A expansão do plantio de trigo para novas regiões do Brasil abre a perspectiva de o País se tornar autossuficiente e ter excedente do grão para exportar. Do Sul brasileiro, as lavouras se espalharam para a área de Cerrado, a grande promessa para mudar o mapa da produção e do abastecimento de trigo no País.

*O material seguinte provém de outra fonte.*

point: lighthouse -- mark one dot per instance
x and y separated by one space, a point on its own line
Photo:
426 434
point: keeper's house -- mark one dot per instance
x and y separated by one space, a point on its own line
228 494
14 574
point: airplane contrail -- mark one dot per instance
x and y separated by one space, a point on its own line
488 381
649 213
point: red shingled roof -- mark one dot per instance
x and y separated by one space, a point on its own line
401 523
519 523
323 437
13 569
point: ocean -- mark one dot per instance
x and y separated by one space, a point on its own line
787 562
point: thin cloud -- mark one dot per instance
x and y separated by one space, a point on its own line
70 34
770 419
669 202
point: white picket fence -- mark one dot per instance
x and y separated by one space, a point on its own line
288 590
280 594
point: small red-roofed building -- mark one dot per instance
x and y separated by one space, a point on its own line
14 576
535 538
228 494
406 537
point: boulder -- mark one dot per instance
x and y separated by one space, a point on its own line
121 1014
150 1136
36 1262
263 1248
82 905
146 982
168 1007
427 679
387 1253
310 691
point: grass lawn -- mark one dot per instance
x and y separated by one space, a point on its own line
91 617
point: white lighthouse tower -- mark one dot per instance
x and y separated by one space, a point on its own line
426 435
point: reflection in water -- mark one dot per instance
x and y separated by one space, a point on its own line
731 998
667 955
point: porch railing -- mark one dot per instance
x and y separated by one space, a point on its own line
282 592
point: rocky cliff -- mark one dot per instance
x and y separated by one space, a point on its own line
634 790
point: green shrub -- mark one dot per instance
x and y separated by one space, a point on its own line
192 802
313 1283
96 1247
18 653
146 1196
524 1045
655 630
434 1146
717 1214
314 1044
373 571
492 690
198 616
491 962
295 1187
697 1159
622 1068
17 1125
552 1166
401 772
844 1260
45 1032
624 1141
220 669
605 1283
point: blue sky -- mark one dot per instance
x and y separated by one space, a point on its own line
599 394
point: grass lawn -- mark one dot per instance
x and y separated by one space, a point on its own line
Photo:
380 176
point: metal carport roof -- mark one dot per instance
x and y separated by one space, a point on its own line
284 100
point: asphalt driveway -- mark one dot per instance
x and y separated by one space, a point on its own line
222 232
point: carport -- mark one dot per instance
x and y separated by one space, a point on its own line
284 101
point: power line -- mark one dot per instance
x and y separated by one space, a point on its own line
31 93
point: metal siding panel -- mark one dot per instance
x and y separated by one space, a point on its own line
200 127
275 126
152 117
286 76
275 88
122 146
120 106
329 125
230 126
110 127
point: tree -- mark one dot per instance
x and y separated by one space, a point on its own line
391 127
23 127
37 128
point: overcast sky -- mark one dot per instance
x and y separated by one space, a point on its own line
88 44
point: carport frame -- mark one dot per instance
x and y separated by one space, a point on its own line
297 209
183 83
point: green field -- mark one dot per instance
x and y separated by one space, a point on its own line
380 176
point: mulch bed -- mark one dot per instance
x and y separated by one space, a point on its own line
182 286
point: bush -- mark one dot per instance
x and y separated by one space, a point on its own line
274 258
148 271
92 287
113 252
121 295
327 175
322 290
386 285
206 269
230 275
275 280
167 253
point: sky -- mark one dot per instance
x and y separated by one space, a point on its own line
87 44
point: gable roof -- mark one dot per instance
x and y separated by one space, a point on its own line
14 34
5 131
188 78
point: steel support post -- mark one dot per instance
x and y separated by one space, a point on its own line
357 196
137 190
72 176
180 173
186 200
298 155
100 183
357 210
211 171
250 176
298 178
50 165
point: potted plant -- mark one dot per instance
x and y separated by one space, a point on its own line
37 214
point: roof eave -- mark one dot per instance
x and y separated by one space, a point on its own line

De acordo com o chefe da divisão de Trigo da Empresa Brasileira de Pesquisa Agropecuária (Embrapa), Osvaldo Vasconcellos Vieira, o Estado de Minas Gerais produzia cerca de 50 mil toneladas de trigo há cinco anos. Na safra 2018, produziu 207,2 mil toneladas, segundo a Conab.
A tolerância à seca dá ao trigo do Cerrado uma vantagem competitiva em relação ao milho, normalmente usado para revezar a terra com a soja. O trigo também tem se mostrado eficiente na dobradinha com a soja pelos resquícios que deixa na terra. No plantio direto, a semeadura é feita diretamente sobre a palhada da cultura anterior.
A Conab estima que o Brasil vai colher neste ano 5,48 milhões de toneladas de trigo, volume 1,1% maior do que em 2018. Afetadas principalmente por doenças na lavoura e clima, algumas regiões terão redução significativa de colheita. O maior aumento na produção, de 61,3%, é esperado em Goiás.